Working through the Homeless Children’s Education Fund of Pittsburgh, English does both group and one-on-one sessions: “So the kid might be logging in on a cell phone,” he says. “They might be coming in on a Kindle or a device from school.

“We have to figure out which device they have, if it works, how it works, how we can get it connected so they can participate. Then they have a box of materials they have received from Homeless Children’s Education Fund.”

In a typical session of an hour, he sits at his bench in his studio in the Polish Hill district of Pittsburgh with gobs of modeling clay before him. Wherever the kid is, at a shelter or a one-night stay at somebody’s house, she or he has matching gobs of clay.

Maybe the lesson of the day is about the alphabet. But to some extent, English says, he must roll with the kid. “You can’t kick them out of class,” he says.

Harrod, Cormier, and English all tell me they think art and theater can greatly inform virtual instruction, but all three say professional educators must be the centerpiece. They agree that all good teachers are performers anyway, and they say teachers today work under pressures that must be seen to be believed.

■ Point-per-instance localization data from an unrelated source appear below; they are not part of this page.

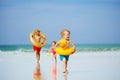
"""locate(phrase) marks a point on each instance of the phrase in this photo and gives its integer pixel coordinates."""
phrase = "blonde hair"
(62, 32)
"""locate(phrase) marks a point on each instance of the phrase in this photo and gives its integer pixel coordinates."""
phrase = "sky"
(90, 21)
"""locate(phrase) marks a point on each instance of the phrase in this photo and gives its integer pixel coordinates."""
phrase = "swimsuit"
(64, 57)
(53, 51)
(36, 49)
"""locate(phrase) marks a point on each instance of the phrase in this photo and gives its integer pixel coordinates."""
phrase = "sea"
(79, 48)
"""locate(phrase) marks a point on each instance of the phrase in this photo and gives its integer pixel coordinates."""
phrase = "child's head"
(37, 32)
(53, 43)
(65, 34)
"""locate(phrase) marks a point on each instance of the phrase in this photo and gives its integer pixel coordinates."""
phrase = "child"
(65, 34)
(53, 51)
(37, 36)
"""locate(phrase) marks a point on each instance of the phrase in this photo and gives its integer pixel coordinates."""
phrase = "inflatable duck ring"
(33, 41)
(64, 49)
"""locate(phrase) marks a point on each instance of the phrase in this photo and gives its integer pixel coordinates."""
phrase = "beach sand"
(81, 66)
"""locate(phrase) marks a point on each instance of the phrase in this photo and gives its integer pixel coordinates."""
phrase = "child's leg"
(38, 56)
(64, 65)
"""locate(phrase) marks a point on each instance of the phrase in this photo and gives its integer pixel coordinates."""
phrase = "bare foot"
(65, 72)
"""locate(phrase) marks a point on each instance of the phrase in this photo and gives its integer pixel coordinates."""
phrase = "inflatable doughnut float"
(33, 41)
(64, 49)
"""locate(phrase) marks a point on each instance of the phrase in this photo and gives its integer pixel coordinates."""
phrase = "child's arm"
(43, 39)
(49, 50)
(72, 44)
(56, 44)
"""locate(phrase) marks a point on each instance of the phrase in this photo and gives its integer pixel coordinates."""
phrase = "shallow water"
(81, 66)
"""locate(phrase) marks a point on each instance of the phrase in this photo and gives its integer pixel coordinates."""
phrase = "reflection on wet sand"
(65, 77)
(54, 73)
(37, 74)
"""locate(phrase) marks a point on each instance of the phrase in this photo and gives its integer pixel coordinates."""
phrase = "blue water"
(79, 47)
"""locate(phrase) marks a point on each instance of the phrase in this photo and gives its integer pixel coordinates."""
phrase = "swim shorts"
(62, 57)
(36, 49)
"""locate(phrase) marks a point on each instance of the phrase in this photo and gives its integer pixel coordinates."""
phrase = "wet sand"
(81, 66)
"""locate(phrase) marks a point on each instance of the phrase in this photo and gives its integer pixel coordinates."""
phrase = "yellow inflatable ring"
(34, 43)
(64, 49)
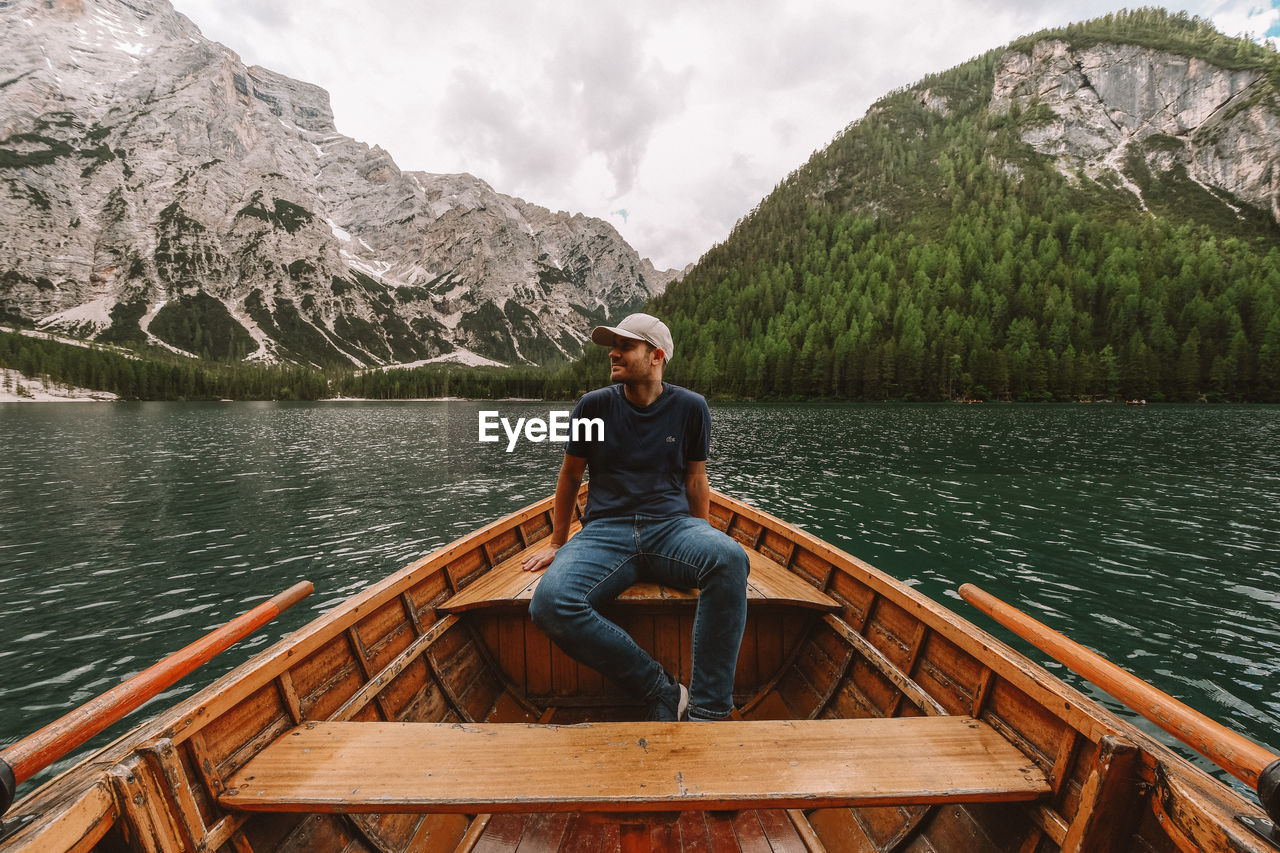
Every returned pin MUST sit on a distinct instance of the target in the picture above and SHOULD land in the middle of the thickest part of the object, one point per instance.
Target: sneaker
(671, 705)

English tells me that he receives professional development training all the time from the professional educators, and that some of it is especially valuable.  For example, he has been trained in an area called trauma-informed instruction. An artist, he says, doesn’t necessarily know what to expect or how to deal with kids whose lives are unrelentingly traumatic.

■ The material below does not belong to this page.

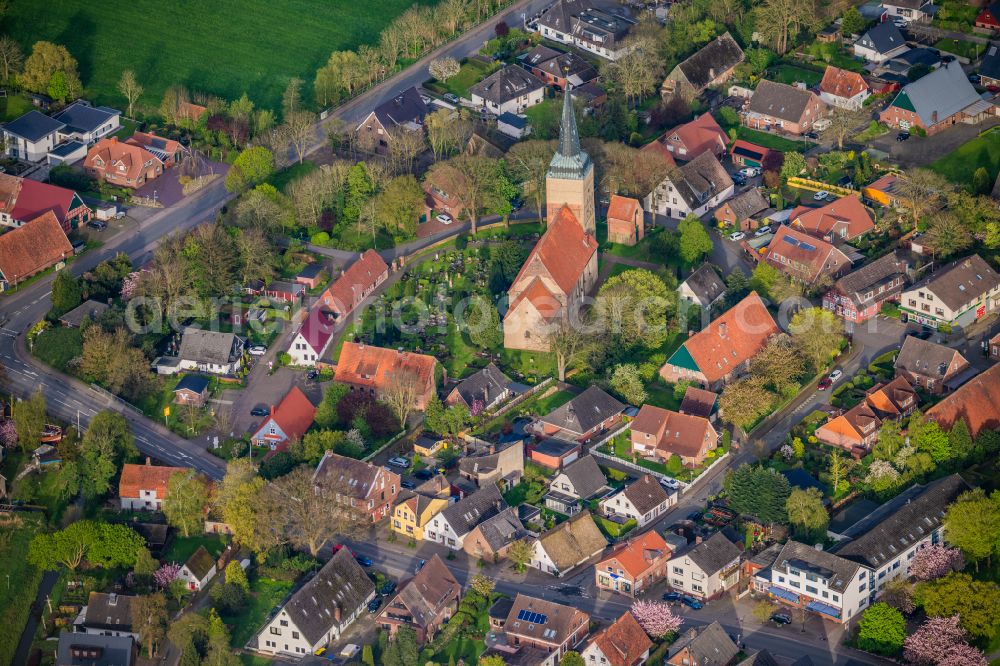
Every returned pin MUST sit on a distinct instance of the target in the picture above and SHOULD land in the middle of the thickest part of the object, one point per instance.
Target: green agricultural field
(959, 165)
(225, 47)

I asked him what toll it takes on his own heart to be peering into the very tough lives of little kids every day. “It’s a mix,” he says. “When you’re seeing them enjoying it and they tell you they miss you and they thank you and say goodbye, it’s really gratifying. That’s legitimately good for your health.

“The negative stress of what’s going on in the news, the country, politics, everything, the pandemic, it all takes a physical toll on people. I’ve noticed the good vibe of helping kids is somewhat restorative.”

He told me about one little boy: “He let me know in our last session, ‘I can’t work on alphabet stuff today. I just want to make clay creatures.’ He told this lengthy complicated story using big multi-syllable words about tacos and how he likes tacos. So we made clay tacos.

“He was talking to me on a screen. He had another computer that was given to him by his school. He wanted me to watch him do his school work. So he took my face and aimed it at the other computer screen and worked on it. I was like, ‘Well, OK, if you want to do that work, I think that’s really great. I think that’s really smart of you. Do you want me to leave you alone?’

“He said ‘No, no, are you still there?’ He said he wanted to teach me what he was learning in school. It was an emotional need to have a buddy. So for the last 40 minutes of my time with him, I sat there quietly watching a screen of him looking at another screen.”